In Pandas, the tail()
method is used to return the last n rows of a DataFrame. By default, it returns the last 5 rows, but you can specify a different number of rows if desired.
In this article, I will explain the Pandas DataFrame tail()
method by using its syntax, parameters, and usage, and how to return a new DataFrame containing the specified number of rows from the end of the original DataFrame.
Key Points –
- The
tail()
method returns the last n rows of a DataFrame. - By default,
tail()
returns the last 5 rows if no argument is provided. - The method accepts an integer parameter
n
that specifies the number of rows to return. - You can specify a different number of rows by passing an integer to the method.

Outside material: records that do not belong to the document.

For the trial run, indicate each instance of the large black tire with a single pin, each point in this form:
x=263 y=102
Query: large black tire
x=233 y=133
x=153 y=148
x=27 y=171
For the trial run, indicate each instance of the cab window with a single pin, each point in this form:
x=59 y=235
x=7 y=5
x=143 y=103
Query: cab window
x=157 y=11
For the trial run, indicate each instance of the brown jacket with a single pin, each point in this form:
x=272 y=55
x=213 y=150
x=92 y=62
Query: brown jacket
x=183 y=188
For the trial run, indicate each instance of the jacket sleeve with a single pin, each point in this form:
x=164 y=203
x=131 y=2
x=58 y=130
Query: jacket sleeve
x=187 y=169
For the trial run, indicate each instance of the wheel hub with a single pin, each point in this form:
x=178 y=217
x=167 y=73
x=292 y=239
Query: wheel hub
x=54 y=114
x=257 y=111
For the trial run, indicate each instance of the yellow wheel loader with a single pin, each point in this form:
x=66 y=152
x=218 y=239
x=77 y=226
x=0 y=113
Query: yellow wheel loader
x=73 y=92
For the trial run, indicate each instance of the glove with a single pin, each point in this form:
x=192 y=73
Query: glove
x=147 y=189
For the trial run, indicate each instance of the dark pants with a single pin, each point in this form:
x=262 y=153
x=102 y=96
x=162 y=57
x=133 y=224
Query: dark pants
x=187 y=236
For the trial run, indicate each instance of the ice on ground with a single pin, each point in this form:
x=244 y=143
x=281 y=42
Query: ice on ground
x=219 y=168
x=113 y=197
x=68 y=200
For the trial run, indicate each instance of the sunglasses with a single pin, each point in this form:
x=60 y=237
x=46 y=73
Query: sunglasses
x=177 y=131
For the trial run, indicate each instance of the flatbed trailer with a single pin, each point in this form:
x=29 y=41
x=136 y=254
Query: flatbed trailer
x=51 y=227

- If a negative integer is passed,
tail()
will return all rows except the first n rows.
Pandas DataFrame tail() Introduction
Let’s know the syntax of the tail() method.
# Syntax of Pandas dataframe tail()
DataFrame.tail(n=5)
Parameters of the DataFrame tail()
It allows only one parameter.
n
– (int, default 5) The number of rows to return from the end of the DataFrame.
Return Value
It returns the last n rows of the DataFrame or Series.
Usage of Pandas DataFrame tail() Method
The tail()
method in pandas is used to return the last n rows of a DataFrame or Series. By default, it returns the last 5 rows if no parameter is specified.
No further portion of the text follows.